Aber selbst jenen Familien, die bereit wären, sich der eigenverantwortlichen Betreuung und vollständigen Integration ihrer Andersartigen hinzugeben, gewährt das System keinen Raum – Nächstenliebe ist gesellschaftspolitisch nicht erwünscht, sie hat keine wirtschaftliche Relevanz.

Deshalb sperrt man Andersartige mit der Bezeichnung „Behinderte“ einfach weg, oder versucht sie durch Therapie anzupassen. Auf keinen Fall aber dürfen sie so akzeptiert sein, wie sie sind. Sie werden nicht in ihrem Sosein angenommen, sie werden nicht als ebenso liebens- und lebenswert angesehen, sondern mit Bedauern bestraft.
Wer ein sogenanntes „behindertes“ Kind zeugt und zur Welt bringt, gilt schon als Verlierer in der Gesellschaft der Schönen, Erfolgreichen und Leistungsfähigen. Alle Menschen sollen am besten dem stereotypen, stupiden Idealbild aus der Werbung entsprechen – wer anders ist, hat bereits verspielt, der gilt bereits als Verlierer im perversen Wettrennen an die Spitze einer durch und durch neurotischen Gesellschaft.

Man nennt Menschen, die mit physischen und/oder psychischen Besonderheiten geboren wurden, auf unerkannt zynische Weise „Behinderte“. Doch die einzige Behinderung erfahren diese sogenannten „Behinderten“ durch eine Gesellschaft, die den „normalen“ Menschen wünscht – einen Norm-Menschen. Der Mensch soll in eine Schablone passen, so wie Schulhefte genormt sind nach Formaten, so wie Tomaten in der EU nach Norm wachsen sollen, so wie die Gedanken und Handlungen der Bevölkerung nach einer Norm laufen sollen – das ist die größte Krankheit dieser Welt.

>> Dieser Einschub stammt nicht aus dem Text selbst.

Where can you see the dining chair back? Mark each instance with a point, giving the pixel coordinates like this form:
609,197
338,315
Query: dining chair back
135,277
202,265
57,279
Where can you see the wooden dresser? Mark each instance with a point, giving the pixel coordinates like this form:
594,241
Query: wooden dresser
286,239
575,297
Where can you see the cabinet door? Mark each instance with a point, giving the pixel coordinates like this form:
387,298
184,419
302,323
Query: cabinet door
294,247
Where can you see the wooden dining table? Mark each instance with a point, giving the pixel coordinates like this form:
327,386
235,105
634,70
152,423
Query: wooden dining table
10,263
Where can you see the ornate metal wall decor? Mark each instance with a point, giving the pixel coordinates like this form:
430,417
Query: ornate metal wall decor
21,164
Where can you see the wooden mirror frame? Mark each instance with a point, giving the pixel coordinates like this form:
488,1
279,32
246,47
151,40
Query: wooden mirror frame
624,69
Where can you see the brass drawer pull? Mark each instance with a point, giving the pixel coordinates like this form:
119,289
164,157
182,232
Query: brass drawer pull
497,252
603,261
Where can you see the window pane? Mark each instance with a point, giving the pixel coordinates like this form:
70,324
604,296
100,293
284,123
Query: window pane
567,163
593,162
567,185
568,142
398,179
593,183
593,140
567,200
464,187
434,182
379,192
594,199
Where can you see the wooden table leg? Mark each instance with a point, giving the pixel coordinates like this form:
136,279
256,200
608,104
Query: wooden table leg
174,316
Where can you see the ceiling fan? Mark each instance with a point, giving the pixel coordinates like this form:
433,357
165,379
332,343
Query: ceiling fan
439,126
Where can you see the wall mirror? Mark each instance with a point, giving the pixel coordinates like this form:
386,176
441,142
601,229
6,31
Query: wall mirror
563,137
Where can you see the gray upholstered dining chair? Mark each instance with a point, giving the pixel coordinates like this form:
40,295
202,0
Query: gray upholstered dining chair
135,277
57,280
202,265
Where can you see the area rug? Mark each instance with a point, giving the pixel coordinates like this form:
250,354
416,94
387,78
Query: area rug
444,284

Das ist die einzige Behinderung.

Eine Norm bedingt den Zwang, das Eine habe genauso zu sein, wie das Andere – ein Individuum aber kann keiner Norm entsprechen, denn kein einziger Fingerabdruck passt in eine Norm. Keine Berührung, kein Lächeln, kein Kuss, keine Träne, keine Hoffnung, keine Sehnsucht, kein Wunsch, keine Angst passt in eine Norm. Normalität ist eine psychosoziale Krankheit, ein perverser Auswuchs eines entarteten Gesellschaftssystems, eine idealistische Verseuchung des von Natur aus wunderbaren menschlichen Geistes. Normalität ist der Tod des freien Lebens, der Tod des Individuums. Das ist die Krankheit. Die Norm ist die Behinderung – nicht die Andersartigkeit!